Une enquête Afrobaromètre 2025 (rapport « AD988 ») révèle que parmi les jeunes Kényans âgés de 18 à 35 ans, 43 % recherchent activement un emploi, un taux bien supérieur à celui des tranches d’âge plus âgées. Cette tranche d’âge représente 36 % de la population, selon le Bureau National des Statistiques du Kenya (2022).

« Le coût de la vie au Kenya est trop élevé et ses conséquences sont dévastatrices », ont écrit les responsables religieux. « Le départ de nombreuses entreprises du pays en raison d’un environnement commercial toxique a entraîné un chômage massif, ce qui a provoqué une chute radicale du pouvoir d’achat des citoyens et l’effondrement des petites et micro-entreprises. »

Les conséquences sont graves : abandon scolaire des enfants, instabilité familiale, dépression, violences basées sur le genre et augmentation de la criminalité, les personnes désespérées volant pour survivre.

« Il est triste que le gouvernement continue de publier des rapports suggérant une croissance économique alors que les populations souffrent », ajoutent-ils.
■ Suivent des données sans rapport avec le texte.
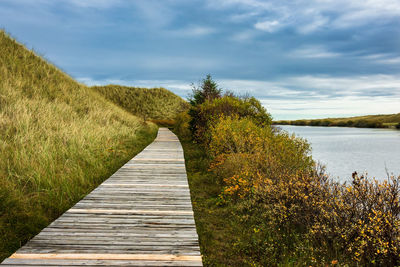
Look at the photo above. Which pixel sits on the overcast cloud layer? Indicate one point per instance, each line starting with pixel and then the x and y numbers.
pixel 301 58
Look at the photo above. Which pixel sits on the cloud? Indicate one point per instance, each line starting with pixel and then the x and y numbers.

Le NCCK a accusé les députés de trahir les Kényans plutôt que de représenter leurs intérêts dans l’élaboration des lois. Les responsables religieux ont affirmé que les députés ont perdu leur légitimité et sont devenus des auteurs d’injustice en votant des lois nuisibles aux citoyens ordinaires.
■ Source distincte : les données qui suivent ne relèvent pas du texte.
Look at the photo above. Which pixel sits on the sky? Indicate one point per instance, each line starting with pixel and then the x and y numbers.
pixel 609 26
La lettre a également instruit les églises à travers le pays à interagir avec les politiciens de manière à protéger la réputation de l’église et à prévenir les divisions politiques au sein des congrégations.

Le conseil a annoncé des directives strictes pour réduire l’influence politique dans les lieux de culte. Les politiciens assistant aux services religieux seront désormais traités comme n’importe quel autre fidèle. Toute contribution financière sera considérée comme une offrande ordinaire, sans cérémonie ni reconnaissance publique.
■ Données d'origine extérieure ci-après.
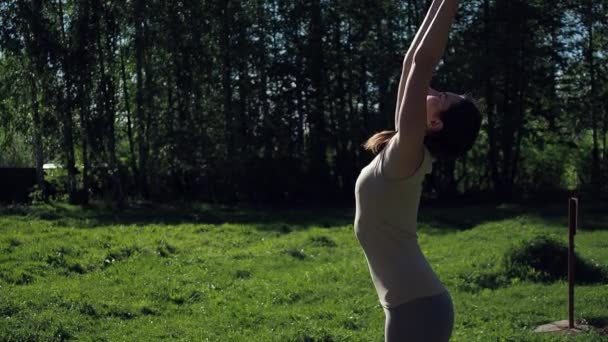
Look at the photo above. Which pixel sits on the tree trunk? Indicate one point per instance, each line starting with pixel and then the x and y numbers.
pixel 591 98
pixel 38 150
pixel 142 142
pixel 65 106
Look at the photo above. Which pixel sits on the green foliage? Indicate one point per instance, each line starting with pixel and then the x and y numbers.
pixel 230 274
pixel 208 103
pixel 546 259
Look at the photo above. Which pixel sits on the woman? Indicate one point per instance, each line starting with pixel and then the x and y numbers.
pixel 429 125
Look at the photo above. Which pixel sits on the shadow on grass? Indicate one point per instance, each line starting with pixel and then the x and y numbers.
pixel 450 219
pixel 267 218
pixel 433 219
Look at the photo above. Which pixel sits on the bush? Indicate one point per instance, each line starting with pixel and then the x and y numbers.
pixel 545 259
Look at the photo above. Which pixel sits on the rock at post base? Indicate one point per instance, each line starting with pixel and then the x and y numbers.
pixel 561 327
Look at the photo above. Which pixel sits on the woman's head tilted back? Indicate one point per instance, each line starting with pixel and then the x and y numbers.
pixel 459 127
pixel 453 123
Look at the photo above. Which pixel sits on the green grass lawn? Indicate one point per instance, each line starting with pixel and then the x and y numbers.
pixel 202 273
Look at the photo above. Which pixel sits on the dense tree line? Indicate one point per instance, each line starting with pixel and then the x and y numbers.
pixel 261 100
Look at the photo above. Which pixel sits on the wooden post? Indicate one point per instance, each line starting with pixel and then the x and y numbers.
pixel 572 225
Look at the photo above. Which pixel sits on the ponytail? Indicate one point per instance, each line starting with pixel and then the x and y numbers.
pixel 377 142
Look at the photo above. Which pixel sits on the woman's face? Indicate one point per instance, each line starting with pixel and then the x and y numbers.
pixel 438 102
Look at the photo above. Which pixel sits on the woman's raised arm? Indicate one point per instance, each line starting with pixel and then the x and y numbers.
pixel 409 56
pixel 407 151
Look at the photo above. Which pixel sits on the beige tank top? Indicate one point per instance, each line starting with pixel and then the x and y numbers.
pixel 385 225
Selon ces nouvelles directives, les politiciens ne pourront plus s’adresser aux fidèles pendant les cultes. S’ils souhaitent parler, ils devront le faire en dehors de l’église après la fin du service. Les responsables ont souligné que les églises ne soutiendront ni n’opposeront aucun dirigeant ou parti politique, marquant un engagement ferme à garder la chaire libre de toute politique partisane.

La lettre se termine par les paroles de Michée 6:8 : « On t’a fait connaître, ô homme, ce qui est bien ; et ce que l’Éternel demande de toi : pratiquer la justice, aimer la miséricorde, et marcher humblement avec ton Dieu. »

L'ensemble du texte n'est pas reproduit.